As I told you sometime ago, the controls of an airplane consist of the rudder bar and the joystick. The rudder bar works the rudder, and the joystick works the elevators and the ailerons. Naturally, they work them by the means of wires. To the right side of the rudder is a wire that leads back to the horn on the right side of the rudder. The same thing on the left side. Now, from the joystick four wires lead back to the elevators. Two for the top and bottom of the right elevator, and two for the top and bottom of the left elevator. Also from the joystick, wires lead out to the ailerons.

Now, just how many control wires were used, and how they were lead out to the various control surfaces, depended upon the type of machine. But, on any type of ship, turnbuckles were used for tightening or slackening, pulleys were used where the wire had to go around a bend, and leather guides were used wherever the wire unavoidably rubbed against something.

Wires Constantly Moved

Naturally it follows that the wires were constantly being moved while in flight. That means that some of them were constantly sliding around on pulleys, and others were constantly rubbing against leather guides.

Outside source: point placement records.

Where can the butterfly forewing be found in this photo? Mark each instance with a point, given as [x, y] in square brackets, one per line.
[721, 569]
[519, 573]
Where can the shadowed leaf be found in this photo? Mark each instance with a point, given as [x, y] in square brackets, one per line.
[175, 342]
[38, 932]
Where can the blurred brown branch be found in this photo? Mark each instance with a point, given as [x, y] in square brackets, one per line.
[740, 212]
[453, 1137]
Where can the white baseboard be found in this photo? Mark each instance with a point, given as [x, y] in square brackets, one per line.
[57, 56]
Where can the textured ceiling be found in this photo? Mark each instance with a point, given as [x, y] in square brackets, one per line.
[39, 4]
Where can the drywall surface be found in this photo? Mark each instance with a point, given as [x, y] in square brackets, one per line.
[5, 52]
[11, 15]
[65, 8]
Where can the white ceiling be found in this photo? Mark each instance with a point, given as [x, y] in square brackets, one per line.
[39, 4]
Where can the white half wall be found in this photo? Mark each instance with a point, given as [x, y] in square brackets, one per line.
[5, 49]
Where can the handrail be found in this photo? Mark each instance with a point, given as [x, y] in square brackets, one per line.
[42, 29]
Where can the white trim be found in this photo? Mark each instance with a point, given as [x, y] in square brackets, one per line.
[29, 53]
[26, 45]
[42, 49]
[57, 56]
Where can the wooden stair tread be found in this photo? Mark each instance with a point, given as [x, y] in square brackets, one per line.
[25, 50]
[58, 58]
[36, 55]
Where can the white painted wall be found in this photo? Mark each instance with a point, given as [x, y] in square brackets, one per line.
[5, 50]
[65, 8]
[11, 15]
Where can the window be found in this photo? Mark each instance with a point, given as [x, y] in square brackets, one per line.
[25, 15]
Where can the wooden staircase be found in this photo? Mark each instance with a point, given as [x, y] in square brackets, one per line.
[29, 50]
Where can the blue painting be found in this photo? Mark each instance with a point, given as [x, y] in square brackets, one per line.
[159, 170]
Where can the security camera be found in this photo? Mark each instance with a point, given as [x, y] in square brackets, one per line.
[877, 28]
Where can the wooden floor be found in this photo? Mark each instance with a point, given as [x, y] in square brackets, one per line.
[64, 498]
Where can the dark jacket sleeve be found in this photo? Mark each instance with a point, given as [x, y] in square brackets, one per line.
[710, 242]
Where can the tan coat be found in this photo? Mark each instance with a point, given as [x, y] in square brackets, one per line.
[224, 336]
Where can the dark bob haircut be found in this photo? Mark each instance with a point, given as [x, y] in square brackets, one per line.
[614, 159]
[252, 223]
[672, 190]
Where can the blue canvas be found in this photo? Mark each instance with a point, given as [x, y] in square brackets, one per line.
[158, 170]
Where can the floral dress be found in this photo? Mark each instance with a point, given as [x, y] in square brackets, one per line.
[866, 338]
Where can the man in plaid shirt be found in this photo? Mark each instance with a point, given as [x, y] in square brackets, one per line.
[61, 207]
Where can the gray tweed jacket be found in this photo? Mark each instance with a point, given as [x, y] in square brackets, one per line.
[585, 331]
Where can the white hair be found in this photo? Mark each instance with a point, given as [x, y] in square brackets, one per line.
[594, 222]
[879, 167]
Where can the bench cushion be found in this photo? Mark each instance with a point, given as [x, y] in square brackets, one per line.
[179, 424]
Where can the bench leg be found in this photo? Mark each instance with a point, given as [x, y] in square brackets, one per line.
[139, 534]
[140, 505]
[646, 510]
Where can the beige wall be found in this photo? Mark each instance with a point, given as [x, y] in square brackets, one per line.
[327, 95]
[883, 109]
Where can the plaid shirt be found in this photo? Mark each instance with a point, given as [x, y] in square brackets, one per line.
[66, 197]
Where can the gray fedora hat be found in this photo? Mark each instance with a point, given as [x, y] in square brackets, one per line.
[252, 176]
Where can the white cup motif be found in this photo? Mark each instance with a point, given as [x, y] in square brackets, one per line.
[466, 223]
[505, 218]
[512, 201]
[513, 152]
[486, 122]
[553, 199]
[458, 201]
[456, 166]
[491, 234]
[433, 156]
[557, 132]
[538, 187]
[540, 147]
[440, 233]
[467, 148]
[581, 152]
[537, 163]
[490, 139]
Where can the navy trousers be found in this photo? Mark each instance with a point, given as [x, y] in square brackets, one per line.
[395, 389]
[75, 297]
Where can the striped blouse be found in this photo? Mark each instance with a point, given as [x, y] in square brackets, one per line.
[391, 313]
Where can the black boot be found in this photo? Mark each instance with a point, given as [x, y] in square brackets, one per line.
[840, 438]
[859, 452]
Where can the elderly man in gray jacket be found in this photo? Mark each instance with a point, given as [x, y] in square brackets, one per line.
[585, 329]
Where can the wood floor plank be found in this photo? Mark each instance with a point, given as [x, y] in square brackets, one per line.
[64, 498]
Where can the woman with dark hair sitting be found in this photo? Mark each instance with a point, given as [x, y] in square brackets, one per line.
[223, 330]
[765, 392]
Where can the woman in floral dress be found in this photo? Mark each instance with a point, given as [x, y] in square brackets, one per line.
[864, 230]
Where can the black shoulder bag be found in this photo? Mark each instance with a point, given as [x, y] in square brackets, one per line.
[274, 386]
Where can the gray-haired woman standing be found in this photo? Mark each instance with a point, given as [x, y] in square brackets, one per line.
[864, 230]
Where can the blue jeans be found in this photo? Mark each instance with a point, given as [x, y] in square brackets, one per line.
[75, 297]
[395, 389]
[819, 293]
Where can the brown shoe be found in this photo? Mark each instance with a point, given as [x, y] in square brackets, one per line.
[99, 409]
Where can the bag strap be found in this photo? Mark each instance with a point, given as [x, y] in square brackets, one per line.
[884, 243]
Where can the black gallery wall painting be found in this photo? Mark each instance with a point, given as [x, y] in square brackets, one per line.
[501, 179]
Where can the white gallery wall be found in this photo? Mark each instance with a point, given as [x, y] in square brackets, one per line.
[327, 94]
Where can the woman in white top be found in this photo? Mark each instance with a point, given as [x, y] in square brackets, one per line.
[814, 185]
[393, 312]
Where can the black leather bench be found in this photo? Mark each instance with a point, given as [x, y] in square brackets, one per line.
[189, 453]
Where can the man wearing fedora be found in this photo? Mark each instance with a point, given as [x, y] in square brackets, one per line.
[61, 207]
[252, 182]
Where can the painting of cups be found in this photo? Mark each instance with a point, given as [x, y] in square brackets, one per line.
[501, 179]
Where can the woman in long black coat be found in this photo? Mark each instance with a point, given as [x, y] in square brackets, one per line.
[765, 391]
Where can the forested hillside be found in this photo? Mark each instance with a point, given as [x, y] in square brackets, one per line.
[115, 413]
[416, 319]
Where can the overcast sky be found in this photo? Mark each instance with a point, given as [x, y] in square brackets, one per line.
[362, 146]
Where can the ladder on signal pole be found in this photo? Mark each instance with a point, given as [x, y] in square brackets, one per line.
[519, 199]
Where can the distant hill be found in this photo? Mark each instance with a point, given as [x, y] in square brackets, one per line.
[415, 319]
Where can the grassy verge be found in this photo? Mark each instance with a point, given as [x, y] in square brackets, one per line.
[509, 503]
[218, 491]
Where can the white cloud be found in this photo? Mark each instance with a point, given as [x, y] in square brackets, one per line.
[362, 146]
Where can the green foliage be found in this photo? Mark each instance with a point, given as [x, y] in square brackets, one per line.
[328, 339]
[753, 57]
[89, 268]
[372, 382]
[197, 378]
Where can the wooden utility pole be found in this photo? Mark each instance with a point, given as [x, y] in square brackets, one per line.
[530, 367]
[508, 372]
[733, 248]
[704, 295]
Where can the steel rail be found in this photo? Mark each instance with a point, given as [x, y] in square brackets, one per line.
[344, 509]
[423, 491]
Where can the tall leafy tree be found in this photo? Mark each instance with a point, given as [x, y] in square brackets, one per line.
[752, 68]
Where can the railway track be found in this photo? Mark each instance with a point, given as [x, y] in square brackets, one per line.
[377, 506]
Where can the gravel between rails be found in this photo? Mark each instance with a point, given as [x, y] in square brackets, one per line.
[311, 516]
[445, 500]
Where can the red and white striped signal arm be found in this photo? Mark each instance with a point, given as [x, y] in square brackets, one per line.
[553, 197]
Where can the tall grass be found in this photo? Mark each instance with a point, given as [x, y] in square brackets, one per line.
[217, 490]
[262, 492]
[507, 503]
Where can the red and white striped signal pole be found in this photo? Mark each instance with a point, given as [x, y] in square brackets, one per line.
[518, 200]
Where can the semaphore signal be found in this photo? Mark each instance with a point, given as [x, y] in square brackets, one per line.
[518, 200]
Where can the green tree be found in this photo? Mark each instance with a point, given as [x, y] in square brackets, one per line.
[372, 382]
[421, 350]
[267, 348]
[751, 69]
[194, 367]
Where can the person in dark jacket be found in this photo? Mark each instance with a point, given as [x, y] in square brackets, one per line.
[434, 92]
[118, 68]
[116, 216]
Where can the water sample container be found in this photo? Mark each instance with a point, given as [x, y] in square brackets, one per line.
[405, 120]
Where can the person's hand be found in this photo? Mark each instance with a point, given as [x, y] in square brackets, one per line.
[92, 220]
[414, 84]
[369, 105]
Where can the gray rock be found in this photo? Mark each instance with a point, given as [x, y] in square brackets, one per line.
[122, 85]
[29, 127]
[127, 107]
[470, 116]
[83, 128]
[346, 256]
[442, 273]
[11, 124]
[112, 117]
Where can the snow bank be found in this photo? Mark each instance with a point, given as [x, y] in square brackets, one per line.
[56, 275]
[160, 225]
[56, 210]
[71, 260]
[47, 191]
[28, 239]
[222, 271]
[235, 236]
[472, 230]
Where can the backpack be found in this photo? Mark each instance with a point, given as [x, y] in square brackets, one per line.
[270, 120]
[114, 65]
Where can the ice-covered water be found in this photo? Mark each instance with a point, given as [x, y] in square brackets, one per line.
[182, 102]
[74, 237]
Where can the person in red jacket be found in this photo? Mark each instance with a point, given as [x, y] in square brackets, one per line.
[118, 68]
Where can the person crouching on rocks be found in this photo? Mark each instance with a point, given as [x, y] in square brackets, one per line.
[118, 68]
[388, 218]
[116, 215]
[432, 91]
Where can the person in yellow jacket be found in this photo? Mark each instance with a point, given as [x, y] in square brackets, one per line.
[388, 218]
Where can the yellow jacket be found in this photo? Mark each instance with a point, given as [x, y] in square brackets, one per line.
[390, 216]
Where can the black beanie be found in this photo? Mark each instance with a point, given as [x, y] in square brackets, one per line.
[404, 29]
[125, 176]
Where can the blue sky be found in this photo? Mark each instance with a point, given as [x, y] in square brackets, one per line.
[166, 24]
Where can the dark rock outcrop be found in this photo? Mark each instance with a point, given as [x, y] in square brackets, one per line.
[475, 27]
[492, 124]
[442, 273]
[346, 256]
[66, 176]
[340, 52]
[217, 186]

Contact means friction, and friction means wear. Added to that was the strain of violent maneuvering, the full force of which was instantly transmitted to the turnbuckles and the wire eyes. (See Fig. 3.)

Now if the pilot did not take constant care of his controls he was simply flirting with his life. For example, take the pulleys. (Fig. 5.) Dirt, grease and other things such as dope flakes, could very easily jam them so that they would not turn. As a result the wire would slide around it, instead of the pulley revolving with the wire. Naturally the wire couldn’t stand that very long—and suddenly it would give way, and the pilot would be helpless to use his ailerons.

In other words, lateral stability would be all lost. In most planes the pulleys were inside the wing, and you got at them by unlacing a bit of the fabric. Doing that little thing was tiresome, but lordy how important!

The leather guides wore out very quickly and if they were not replaced with new guides you might find that your control wire was rubbing against a fuselage cross-bracing wire. And you can figure out for yourself what happens when steel cable rubs against steel cable. An example of where and how leather guides were used will be noted in Fig. 6.

And as for the turnbuckles and wire eyes. Well, the same points hold true for them as for cross-bracing wire turnbuckles. Get the wires too tight and a savage loop might part them. Let them get rusty and the eyes might pull out of the turnbuckles, or the turnbuckle itself give way. And so you make sure that there is plenty of grease on them to insure no rust.

AND that, incidentally, goes for the control wires themselves. They should always have a light coating of grease to prevent rust. And for a thorough inspection, the good pilot always runs his fingers along the wires, to see if they have become weakened by a strand or two parting. And when your finger suddenly gets a pin prick, stop, look and be a bright boy. Take out the whole wire and replace it with a new one. One strand breaking does not mean death is coming to you. It simply means that the wire has been weakened just that much—and maybe the other strands will let go when you’re ten thousand feet up.

Pay Attention, Buzzards!

Well, you’re all asleep now, so I guess I’ll go home. But remember this (if it’s possible) your engine is important, but so is the ship itself. It may seem like a waste of time to crawl all over it with an eagle eye each time before you go up. But listen to me, buzzards, I’ve seen plenty who figured it a waste of time, and took a chance. Well, they lost. I’m a scare-cat—I hate to take chances—maybe that’s why I’m still able to admire the trees and the flowers and other things in life on this man’s planet!